The American Woman Suffrage Association (AWSA) was formed in November 1869 in response to a split in the American Equal Rights Association over the Fifteenth Amendment to the United States Constitution. Its founders, who supported the Fifteenth Amendment, included Lucy Stone,Henry Blackwell, and Julia Ward Howe. The AWSA founders were staunch abolitionists, and strongly supported securing the right to vote for African American men. They believed that the Fifteenth Amendment would be in danger of failing to pass in Congress if it included the vote for women. On the other side of the split in the American Equal Rights Association, opposing the Fifteenth Amendment, were "irreconcilables" Elizabeth Cady Stanton and Susan B. Anthony, who formed the National Woman Suffrage Association (NWSA) to secure women's enfranchisement through a federal constitutional amendment. AWSA believed success could be more easily achieved through state-by-state campaigns.
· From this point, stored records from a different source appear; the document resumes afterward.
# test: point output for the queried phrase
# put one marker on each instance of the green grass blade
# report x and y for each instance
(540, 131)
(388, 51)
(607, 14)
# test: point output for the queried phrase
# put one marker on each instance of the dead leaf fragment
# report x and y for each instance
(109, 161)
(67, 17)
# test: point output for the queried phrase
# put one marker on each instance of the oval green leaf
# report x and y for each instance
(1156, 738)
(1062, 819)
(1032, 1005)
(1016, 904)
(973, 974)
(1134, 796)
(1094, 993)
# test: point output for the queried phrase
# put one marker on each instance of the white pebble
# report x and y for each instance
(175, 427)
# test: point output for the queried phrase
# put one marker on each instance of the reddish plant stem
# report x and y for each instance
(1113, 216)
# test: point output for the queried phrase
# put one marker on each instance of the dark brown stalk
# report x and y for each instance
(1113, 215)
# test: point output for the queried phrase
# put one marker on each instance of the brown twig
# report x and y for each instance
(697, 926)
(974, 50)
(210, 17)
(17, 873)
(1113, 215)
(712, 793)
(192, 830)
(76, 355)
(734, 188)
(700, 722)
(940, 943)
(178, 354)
In 1890 the NWSA and the AWSA merged to form the National American Woman Suffrage Association (NAWSA).
In 1869, Elizabeth Cady Stanton and Susan B. Anthony formed a new organization, the National Woman Suffrage Association (NWSA). The organization condemned the Fourteenth and Fifteenth amendments as blatant injustices to women. As well as advocating votes for women, the NWSA also advocated easier divorce and an end to discrimination in employment and pay.